In such moments, it’s far easier to project our insecurity, telling another person that they are confused, rather than admit the limits of our own understanding. It’s easier to shut another person down than to invite another story into conversation. And yet we need these stories. We need each other and each others’ stories. The stories of our lives with all their ups and downs, our experience of the world, our stories of spiritual encounters—even the ones that keep us at a loss for words—all contribute to our growing understanding of life’s multifaceted beauty and the reality of divine love.
So often when the stories we’ve inherited come up against new stories and experiences, we respond by putting up walls. Sometimes we patrol these boundaries with anger or violence, afraid that these new stories—others’ experiences that are new to us—put our story or our way of understanding the world under threat.
Yet down at the river’s edge on a summer night, a greater truth is revealed.
The sunset is not a threat to either day or night. Marshes and intertidal zones do not threaten the integrity of lakes and rivers and oceans, let alone grassland, rainforest, or mountain. Each adds texture, nuance, and complexity. They add something—they do not take away.
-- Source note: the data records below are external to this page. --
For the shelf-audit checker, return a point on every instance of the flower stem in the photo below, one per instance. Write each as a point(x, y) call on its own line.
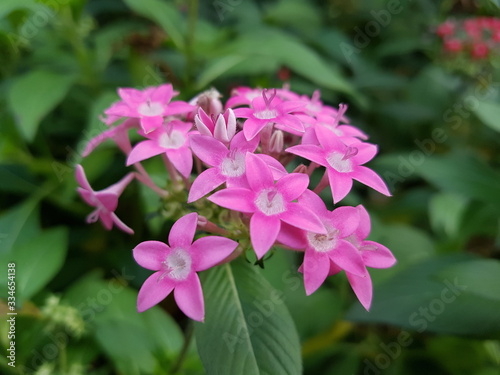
point(184, 350)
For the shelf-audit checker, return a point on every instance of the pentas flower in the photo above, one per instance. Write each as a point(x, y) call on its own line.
point(373, 254)
point(105, 201)
point(267, 109)
point(176, 265)
point(222, 127)
point(269, 203)
point(171, 139)
point(343, 163)
point(150, 105)
point(321, 249)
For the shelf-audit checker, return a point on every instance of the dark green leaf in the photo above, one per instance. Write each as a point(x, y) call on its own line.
point(247, 327)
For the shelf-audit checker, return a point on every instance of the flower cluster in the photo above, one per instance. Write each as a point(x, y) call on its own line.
point(477, 37)
point(232, 160)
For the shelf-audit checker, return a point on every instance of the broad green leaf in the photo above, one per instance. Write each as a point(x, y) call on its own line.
point(164, 14)
point(33, 95)
point(446, 212)
point(37, 262)
point(18, 225)
point(489, 114)
point(247, 329)
point(434, 296)
point(463, 175)
point(481, 276)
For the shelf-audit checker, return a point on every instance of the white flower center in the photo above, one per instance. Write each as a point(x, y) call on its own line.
point(150, 109)
point(323, 242)
point(338, 162)
point(270, 202)
point(233, 165)
point(176, 139)
point(177, 265)
point(266, 114)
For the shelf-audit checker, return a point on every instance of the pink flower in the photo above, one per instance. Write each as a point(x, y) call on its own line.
point(321, 249)
point(176, 265)
point(374, 255)
point(150, 105)
point(222, 127)
point(343, 163)
point(170, 139)
point(105, 200)
point(228, 165)
point(268, 109)
point(269, 203)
Returning to the city when my vacation comes to an end, I want to bring these riverside lessons with me. I want to be the kind of person who encounters new stories not with fear or defensiveness, but with openness to what they reveal about human experience and divine encounter.
In an earlier time, Elizabeth Barrett Browning wrote:
“Earth's crammed with heaven,
And every common bush afire with God,
But only he who sees takes off his shoes.”
As we encounter the rich beauty of humanity, of creation, and the divine spark that infuses all, may we be a people who take off our shoes. May we enter these moments of encounter with wonder. May we open ourselves to the gift of each moment, each story, each person.
With each fading sunset and each growing sunrise, may we be awakened to a renewed sense of wonder, appreciation, and awe at the divine gift of our shared, kaleidoscopic humanity.